La conclusion du livre est que la poésie d’Ovide traite des problèmes les plus importants de son époque, qui sont aussi ceux de la nôtre ; il n’est pas simplement un auteur de poèmes, mais le représentant d’une vision du monde particulière. Toutes les citations de textes anciens sont fournies uniquement en anglais, les traductions étant de LF elle-même. Celle‑ci ne recopie les termes latins qu’en de très rares occasions (pour rendre manifeste un jeu sur les mots ou sur les sonorités par exemple). Notre collègue se proposait comme but dans sa préface p. XI d’encourager ses lecteurs à consacrer leur énergie à Ovide ; à la fin de cet essai très personnel sur celui en qui elle voit un poète de la marginalité, essai bien informé mais sans pédantisme, essai très condensé mais facile et agréable à lire, ce but paraît bien être atteint.

Lucienne Deschamps

[1]. Elle date les Héroïdes (« simples ») 1-15 de la période entre 20 av. J.-C. et 1 ap. J.-C., (c’est-à-dire entre les deux éditions des Amours) et les Héroïdes (« doubles ») 16-21 « some time after » 8 ap. J.-C. (date de la « relégation »).

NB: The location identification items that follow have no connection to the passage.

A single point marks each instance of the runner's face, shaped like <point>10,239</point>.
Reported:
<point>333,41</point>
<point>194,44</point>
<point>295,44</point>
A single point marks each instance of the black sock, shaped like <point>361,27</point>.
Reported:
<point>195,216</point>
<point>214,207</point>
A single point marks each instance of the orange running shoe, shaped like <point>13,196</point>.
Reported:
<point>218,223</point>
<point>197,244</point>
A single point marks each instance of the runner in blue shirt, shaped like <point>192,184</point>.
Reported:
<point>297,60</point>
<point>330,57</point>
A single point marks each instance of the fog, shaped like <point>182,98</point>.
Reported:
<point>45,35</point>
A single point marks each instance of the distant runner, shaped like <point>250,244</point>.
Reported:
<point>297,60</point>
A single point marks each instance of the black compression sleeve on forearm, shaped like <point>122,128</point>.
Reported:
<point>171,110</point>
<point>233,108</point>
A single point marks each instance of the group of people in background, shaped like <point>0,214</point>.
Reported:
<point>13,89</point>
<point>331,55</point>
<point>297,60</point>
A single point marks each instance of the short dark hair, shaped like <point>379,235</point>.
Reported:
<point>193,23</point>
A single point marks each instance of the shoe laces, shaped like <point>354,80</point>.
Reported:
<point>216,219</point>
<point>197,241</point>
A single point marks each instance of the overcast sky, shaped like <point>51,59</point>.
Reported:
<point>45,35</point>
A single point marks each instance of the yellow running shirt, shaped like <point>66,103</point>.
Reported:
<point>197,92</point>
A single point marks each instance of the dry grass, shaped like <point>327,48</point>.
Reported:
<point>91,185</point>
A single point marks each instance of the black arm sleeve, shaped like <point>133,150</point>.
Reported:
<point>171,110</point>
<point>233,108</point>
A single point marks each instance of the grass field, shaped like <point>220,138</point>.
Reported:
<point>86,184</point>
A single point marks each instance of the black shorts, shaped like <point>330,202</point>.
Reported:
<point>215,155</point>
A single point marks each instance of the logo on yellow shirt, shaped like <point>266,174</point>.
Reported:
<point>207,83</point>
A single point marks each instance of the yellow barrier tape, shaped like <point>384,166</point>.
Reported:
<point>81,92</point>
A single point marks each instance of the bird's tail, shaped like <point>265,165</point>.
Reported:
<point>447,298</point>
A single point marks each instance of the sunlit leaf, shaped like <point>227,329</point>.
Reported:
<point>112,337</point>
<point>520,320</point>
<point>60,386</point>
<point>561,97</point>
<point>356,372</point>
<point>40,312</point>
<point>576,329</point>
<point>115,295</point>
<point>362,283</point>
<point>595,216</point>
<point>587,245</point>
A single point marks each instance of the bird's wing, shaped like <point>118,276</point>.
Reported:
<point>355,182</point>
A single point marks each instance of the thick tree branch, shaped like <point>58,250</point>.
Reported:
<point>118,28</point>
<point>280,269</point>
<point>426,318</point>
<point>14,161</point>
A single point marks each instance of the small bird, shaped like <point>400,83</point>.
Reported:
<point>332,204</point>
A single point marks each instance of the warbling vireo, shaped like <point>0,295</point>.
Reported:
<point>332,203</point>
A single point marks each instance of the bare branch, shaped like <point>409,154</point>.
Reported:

[2]. Pour un status quaestionis sur l’inexistence de cette relégation à Tomes, voir par exemple récemment E. Bérchez Castaño, El destierro de Ovidio en Tomis: realidad y ficción, Valence 2015.

[3]. Voir par ex. « Epic Ways of Killing a Woman: Gender and Transgression in Odyssey 22.465-72 », CJ 97, 2002, p. 335-350 ; « Helen as Vixen, Helen as Victim: Remorse and the Opacity of Female Desire » dans D. LaCourse Munteanu ed., Emotion, Genre and Gender in Classical Antiquity, Londres 2011, p. 113-133 ; « Servitium Amoris: the Interplay of Dominance, Gender, and Poetry » dans T. Thorsen ed., Cambridge Companion to Latin Love Elegy, Cambridge-New York 2013, p. 180-193, (cette liste de travaux de LF sur ce sujet n’est pas exhaustive).